Troisième possibilité, l’auteur que l’on aime. On se rue sur tout, on essaie de débusquer les recoins obscurs de sa production. Ça sera rapide parce que l’écrivain est d’un seul livre, ou a très peu publié ; ça prendra du temps pour des raisons inverses, peu importe. On a une bonne connaissance de ce que l’on apprécie justement en allant voir ce qu’il y a dans les marges, en découvrant des aspects insoupçonnés après avoir marché dans les larges allées, ou en faisant les deux en même temps. Vous vous engouffrez dans un petit trou de serrure et découvrez de grands espaces. Exemples personnels : Hervé Guibert, Ernest Hemingway, Saint-John Perse, Jean Echenoz, Charles Dantzig, John Steinbeck. On peut bien vous dire que ces écrivains sont mauvais ou moins bons que tel autre, vous vous en moquez. Ils sont vôtres, vous sucez le sang de leurs écrits comme un moustique qui serait tombé dans une poche à perfusion, vous le reconnaissez en quelques pages, et un jour vous aurez lu toute sa production ou presque (si ce n’est déjà le cas). Ce n’est qu’une question de temps. Une relation privilégiée s’établit, assez difficile à définir, en tout cas c’est très plaisant, cela réchauffe.
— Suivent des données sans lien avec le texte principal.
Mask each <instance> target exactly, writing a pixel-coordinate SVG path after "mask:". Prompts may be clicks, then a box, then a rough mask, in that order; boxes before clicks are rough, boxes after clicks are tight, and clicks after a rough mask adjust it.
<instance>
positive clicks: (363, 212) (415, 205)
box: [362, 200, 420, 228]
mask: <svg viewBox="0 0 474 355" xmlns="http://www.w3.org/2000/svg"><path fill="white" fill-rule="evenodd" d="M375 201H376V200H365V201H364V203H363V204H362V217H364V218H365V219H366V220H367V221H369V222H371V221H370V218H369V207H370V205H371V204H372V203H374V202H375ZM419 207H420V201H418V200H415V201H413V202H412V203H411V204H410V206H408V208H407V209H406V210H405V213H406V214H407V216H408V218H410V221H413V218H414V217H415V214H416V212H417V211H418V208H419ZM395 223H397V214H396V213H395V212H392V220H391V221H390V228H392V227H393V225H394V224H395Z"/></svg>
Quatrième possibilité, l’auteur que l’on aime mais dont on sait que la relation qu'on a avec lui ne sera jamais complète. Souvent parce qu’il est trop prolifique et que l'on ne lira jamais tout, moins souvent parce que sa production n'est pas facilement trouvable ou parce qu'elle n'est pas traduite et que vous ne lisez pas sa langue. Illustration non exhaustive : Victor Hugo, Georges Simenon, Sandor Maraï. Le lien qui vous unit à cet auteur est malgré tout du même ordre qu’avec un auteur de la catégorie précédente.

Ces ensembles participent à la construction brique à brique d'édifices que l'on peut parcourir tous les jours des fondations aux combles, sachant dans quelle zone on ne veut pas mettre les pieds, dans quelle autre on resterait, bien affalé au soleil ou dans un canapé. Par un effet boule de neige, on veut toujours les rendre plus vastes, ajouter des pièces, en changer l'organisation parfois. Quand ce n'est pas tout casser et rebâtir sur les décombres, ou très loin ailleurs.